Systemic lupus erythematosus (SLE) is a systemic autoimmune disease that is known to be associated with polyclonal B-cell hyperreactivity. The underlying causes of the diffuse B-cell over-reactivity are unclear, but potential candidates include (a) intrinsic hyper-reactivity leading to polyclonal B-cell activation with disturbed activation thresholds and ineffective negative selection; (b) lack of immunoregulatory functions; (c) secondary effects of an overactive inflammatory environment, such as overactive germinal center and ectopic follicular activity; and/or (d) disturbed cytokine production by non-B immune cells. These mechanisms are not mutually exclusive and may operate to varying extents and at varying times in SLE. Phenotypic and molecular studies as well as the results of recent clinical trials have begun to provide new insights to address these possibilities. Of importance, new information has made it possible to distinguish between the contribution played by abnormalities in central checkpoints that could lead to a pre-immune repertoire enriched in autoreactive B cells, on the one hand, and the possibility that autoimmunity arises in the periphery from somatic hypermutation and abnormal selection during T cell-dependent B-cell responses on the other. There is an intriguing possibility that apoptotic material bound to the surface of follicular dendritic cells positively selects autoreactive B cells that arise from non-autoreactive B-cell precursors as a result of somatic hypermutation and thereby promotes the peripheral emergence of autoimmunity.

Figure 1

Scheme of potential aberrations of T cell-dependent activation of B cells under the conditions of systemic lupus erythematosus. Intrinsic as well as extrinsic factors may lead to known B-cell hyperactivity as a result of enhanced germinal center reactions with defects in selection. As a net result, enhanced memory B cells and plasmacytosis could be explained and are consistent with abnormalities detectable in the blood of patients with active systemic lupus erythematosus.

Figure 2

Potential pathways involved in autoantibody generation in systemic lupus erythematosus (SLE). SHM, somatic hypermutation.

Figure 3

Comparative analysis of molecular germinal center signatures between antigen-experienced cells obtained from vaccinated controls versus systemic lupus erythematosus (SLE).
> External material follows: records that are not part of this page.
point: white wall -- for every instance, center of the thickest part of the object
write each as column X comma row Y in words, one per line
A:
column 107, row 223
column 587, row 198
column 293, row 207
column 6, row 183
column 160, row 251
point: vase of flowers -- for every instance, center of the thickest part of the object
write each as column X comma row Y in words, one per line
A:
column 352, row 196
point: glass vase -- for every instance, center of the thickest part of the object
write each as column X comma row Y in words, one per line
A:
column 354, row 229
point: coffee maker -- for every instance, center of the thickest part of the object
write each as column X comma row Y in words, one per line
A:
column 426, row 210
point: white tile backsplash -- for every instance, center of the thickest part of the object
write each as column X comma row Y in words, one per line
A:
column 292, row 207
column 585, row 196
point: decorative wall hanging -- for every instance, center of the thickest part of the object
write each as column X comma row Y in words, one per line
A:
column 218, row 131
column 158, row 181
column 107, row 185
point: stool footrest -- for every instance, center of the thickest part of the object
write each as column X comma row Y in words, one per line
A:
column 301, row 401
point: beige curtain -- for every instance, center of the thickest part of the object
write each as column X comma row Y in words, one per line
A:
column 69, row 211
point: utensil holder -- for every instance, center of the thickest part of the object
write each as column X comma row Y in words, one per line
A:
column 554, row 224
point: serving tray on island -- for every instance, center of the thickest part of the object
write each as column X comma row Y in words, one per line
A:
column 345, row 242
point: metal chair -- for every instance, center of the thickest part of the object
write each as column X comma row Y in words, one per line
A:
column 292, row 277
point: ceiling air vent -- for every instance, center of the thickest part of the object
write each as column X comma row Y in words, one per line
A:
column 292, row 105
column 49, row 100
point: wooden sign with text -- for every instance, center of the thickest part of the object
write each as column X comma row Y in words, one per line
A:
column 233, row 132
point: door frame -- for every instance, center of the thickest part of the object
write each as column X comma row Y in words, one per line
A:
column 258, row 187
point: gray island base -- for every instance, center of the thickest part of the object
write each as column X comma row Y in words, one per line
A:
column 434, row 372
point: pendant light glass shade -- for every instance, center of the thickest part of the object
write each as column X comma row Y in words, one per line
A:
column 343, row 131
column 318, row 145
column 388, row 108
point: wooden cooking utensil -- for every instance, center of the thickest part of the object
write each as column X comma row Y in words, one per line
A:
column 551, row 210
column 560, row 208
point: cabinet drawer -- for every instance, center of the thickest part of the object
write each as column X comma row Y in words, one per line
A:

V_H sequences of individual cells sorted as recombinant C-fragment of tetanus toxin (TT)-specific plasma cells (TT⁺ PCs) and TT-specific memory B cells (TT⁺ mBCs) were pooled from three healthy donors after tetanus booster [81] and plasma cells from one patient with SLE (SLE PCs) [14]. TT⁺ PCs and TT⁺ mBCs serve as effector cells generated as a result of prototypic T cell-dependent responses. (a) Mutation frequency. Each dot represents the value for one individual cell. (b) Ratios of replacement (R) to silent (S) mutations within complementarity-determining regions (CDRs) 1 and 2 and framework regions (FRs), respectively. (c) Frequency of mutations located within the two motifs RGYW and WRCY (R = purine, Y = pyrimidine, and W = adenine/thymine). (d) CDR3 length of individual B cells related to the underlying total number of mutations per sequence. Sequences of each cell type were divided into three categories according to their V_H region mutations (that is, 0 to 5 mutations, 6 to 10 mutations, and more than 10 mutations) and are plotted against their respective CDR3 lengths. Bar indicates median.

Figure 4

Characteristics of somatic hypermutation and generation of autoantibodies. AID, activation-induced cytidine deaminase; CDR, complementarity-determining region; Ig, immuonglobulin; RGYW, purine (R), guanine (G), pyrimidine (Y), adenine/thymine (W); S → R, silent-to-replacement; SHM, somatic hypermutation; WRCY, adenine/thymine (W), purine (R), cytosine (C), pyrimidine (Y).